2.- Già lo scrivente, in occasione di una consulenza resa ad altro ramo di Amministrazione (parere n. 218/2005.11 espresso con nota n. 12811 del 23 settembre 2005 all'Assessorato regionale dell'industria), ha avuto modo di affrontare, la problematica della conferibilità di incarichi dirigenziali a soggetti esterni al singolo ente.
Richiamando quindi integralmente le considerazioni ivi formulate, in via generale, circa la straordinarietà delle norme - palesemente derogatorie della regola generale dell'affidamento degli incarichi agli interni - che consentono di avvalersi, per la direzione delle proprie strutture burocratiche, di soggetti esterni alle singole amministrazioni, si osserva, conseguentemente, che i relativi enunciati risultano di stretta interpretazione.
Ed invero, come già esposto nella richiamata consulenza, il Consiglio di Stato (cfr.
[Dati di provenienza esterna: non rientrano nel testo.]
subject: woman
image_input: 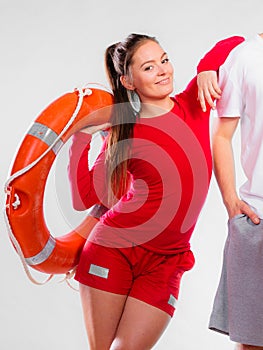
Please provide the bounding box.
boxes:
[68,33,244,349]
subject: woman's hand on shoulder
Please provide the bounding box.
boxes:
[197,71,221,112]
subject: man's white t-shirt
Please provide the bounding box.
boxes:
[216,34,263,217]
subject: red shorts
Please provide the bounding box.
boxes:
[75,242,195,316]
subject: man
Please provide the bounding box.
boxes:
[209,33,263,350]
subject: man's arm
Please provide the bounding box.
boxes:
[212,117,260,223]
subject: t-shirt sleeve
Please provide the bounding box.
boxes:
[216,56,243,118]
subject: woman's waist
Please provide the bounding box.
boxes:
[88,219,193,253]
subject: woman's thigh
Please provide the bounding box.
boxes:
[79,284,128,350]
[110,296,171,350]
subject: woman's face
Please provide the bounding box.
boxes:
[128,40,174,103]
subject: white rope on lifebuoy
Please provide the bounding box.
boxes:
[3,209,55,285]
[3,86,92,286]
[4,87,91,194]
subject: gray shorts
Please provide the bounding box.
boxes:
[209,214,263,346]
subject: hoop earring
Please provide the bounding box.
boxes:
[127,90,141,113]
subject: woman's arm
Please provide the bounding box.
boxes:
[197,36,245,111]
[68,124,110,211]
[178,36,245,114]
[197,36,245,73]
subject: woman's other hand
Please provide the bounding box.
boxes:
[80,122,111,135]
[197,71,221,112]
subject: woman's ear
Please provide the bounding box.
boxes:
[120,75,135,90]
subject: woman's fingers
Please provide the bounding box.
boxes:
[197,71,221,112]
[80,122,111,134]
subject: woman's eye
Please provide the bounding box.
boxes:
[144,65,154,71]
[162,58,169,64]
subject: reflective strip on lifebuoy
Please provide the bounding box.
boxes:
[28,122,64,154]
[25,236,56,266]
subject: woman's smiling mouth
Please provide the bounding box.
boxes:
[156,77,171,85]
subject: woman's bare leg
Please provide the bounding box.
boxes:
[79,284,128,350]
[110,296,171,350]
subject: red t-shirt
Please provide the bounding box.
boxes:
[68,36,244,254]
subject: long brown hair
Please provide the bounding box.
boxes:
[105,33,158,204]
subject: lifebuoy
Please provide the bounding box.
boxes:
[4,87,113,276]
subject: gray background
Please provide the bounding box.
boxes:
[1,0,261,349]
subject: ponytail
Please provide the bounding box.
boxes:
[104,34,158,205]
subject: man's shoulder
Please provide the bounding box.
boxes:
[222,37,254,70]
[230,35,259,57]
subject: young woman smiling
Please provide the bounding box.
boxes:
[68,33,244,349]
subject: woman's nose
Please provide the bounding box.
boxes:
[157,64,166,75]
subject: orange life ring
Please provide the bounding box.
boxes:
[5,87,113,276]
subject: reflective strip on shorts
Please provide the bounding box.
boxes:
[89,264,109,279]
[28,122,64,154]
[25,236,56,266]
[168,294,177,308]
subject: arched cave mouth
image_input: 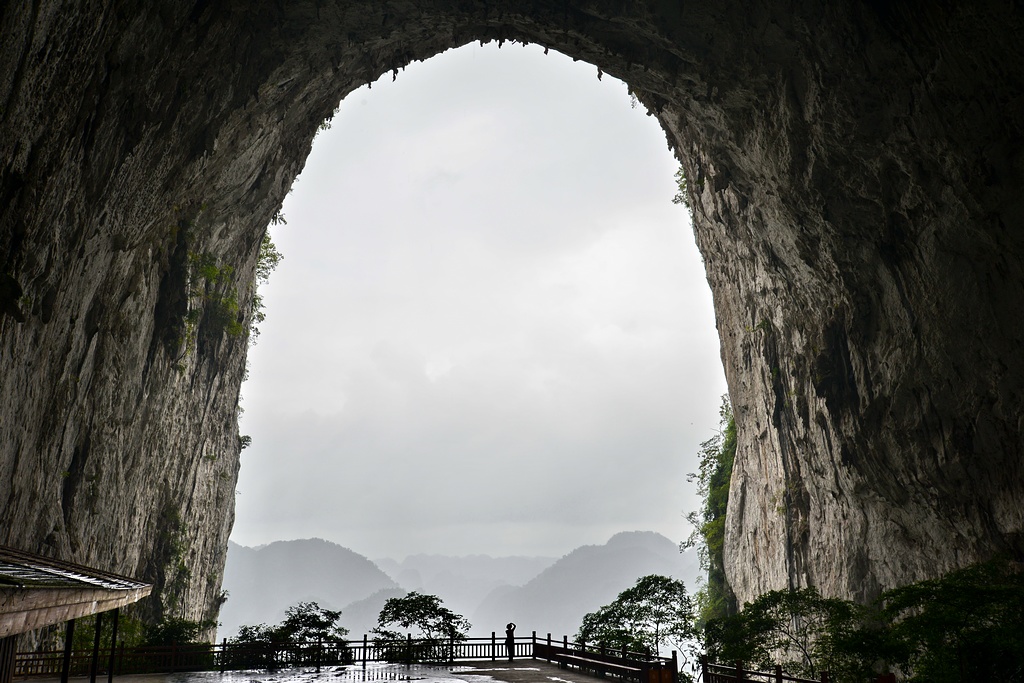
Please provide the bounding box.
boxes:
[231,41,727,562]
[2,1,1021,625]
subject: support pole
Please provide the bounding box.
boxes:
[107,608,119,683]
[1,635,17,683]
[90,612,104,683]
[61,620,76,683]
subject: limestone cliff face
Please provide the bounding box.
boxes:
[0,0,1021,623]
[665,4,1024,603]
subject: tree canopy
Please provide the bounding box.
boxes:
[703,558,1024,682]
[373,591,471,642]
[578,575,696,657]
[227,601,352,670]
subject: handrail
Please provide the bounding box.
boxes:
[14,633,678,679]
[700,657,830,683]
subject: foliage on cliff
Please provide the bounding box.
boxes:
[705,587,866,680]
[684,395,738,625]
[69,612,210,650]
[705,558,1024,682]
[249,229,283,343]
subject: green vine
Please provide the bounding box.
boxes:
[684,395,738,626]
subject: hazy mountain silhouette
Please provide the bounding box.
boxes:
[471,531,699,639]
[219,533,698,642]
[218,539,398,639]
[340,587,408,636]
[373,554,555,622]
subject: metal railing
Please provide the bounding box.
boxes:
[700,657,830,683]
[15,632,677,681]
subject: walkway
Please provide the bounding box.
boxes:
[20,661,604,683]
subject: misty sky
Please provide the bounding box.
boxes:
[231,42,728,561]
Commissione speciale pubblico impiego, parere 27 febbraio 2003, n. 514/2003), ha esplicitato che il previsto accesso di esterni alla dirigenza pubblica, inserendosi in un ambito permeato e retto dai principi costituzionali sanciti, in particolare, dall'art. 97, "se non contenuto entro limiti circoscritti e circondati da adeguate cautele potrebbe costituire un ostacolo al buon funzionamento della pubblica amministrazione e alla sua necessaria imparzialità", e pertanto, la facoltà, di carattere eccezionale, che consente di ricorrere a professionalità esterne deve essere esercitata, in concreto, "nei limiti, in ogni caso, delle percentuali ...[dalla legge puntualmente stabilite], che integrano il principio invocato e non costituiscono elementi ad esso esterni."

Ciò, in via generale, premesso si osserva che, per quanto attiene il conferimento degli incarichi dirigenziali, la l.r. 15 maggio 2000, n. 10, ne consente l'attribuzione a soggetti esterni - oltrechè nelle ipotesi relative agli uffici di diretta collaborazione (cfr. art. 4, comma 6) - esclusivamente per quanto attiene gli incarichi di dirigente generale (cfr. art. 9, comma 8) e, in detta sola ipotesi, nel limite percentuale del 5 per cento (poi elevato al 20 per cento dall'art. 11, comma 7, della l.r. 3 dicembre 2003, n. 20) della dotazione organica; ipotesi che non ricorre nella fattispecie avente invero riguardo ad un incarico di funzioni dirigenziali relative a servizi finanziario-contabili.
Principio generale cui le richiamate disposizioni costituiscono puntuale eccezione è quindi quello - sancito dall'art. 19, commi 4 e 5, del D.Lgs. 165/2001 e, per quanto attiene l'ambito regionale, dall'articolo 9, commi 4, 5 e 6, della stessa l.r. 10/2000 - secondo cui tutti gli incarichi dirigenziali, siano essi finalizzati alla preposizione a strutture operative che di altra natura, sono conferiti a soggetti già incardinati, con qualifica di dirigente, nell'ente di appartenenza.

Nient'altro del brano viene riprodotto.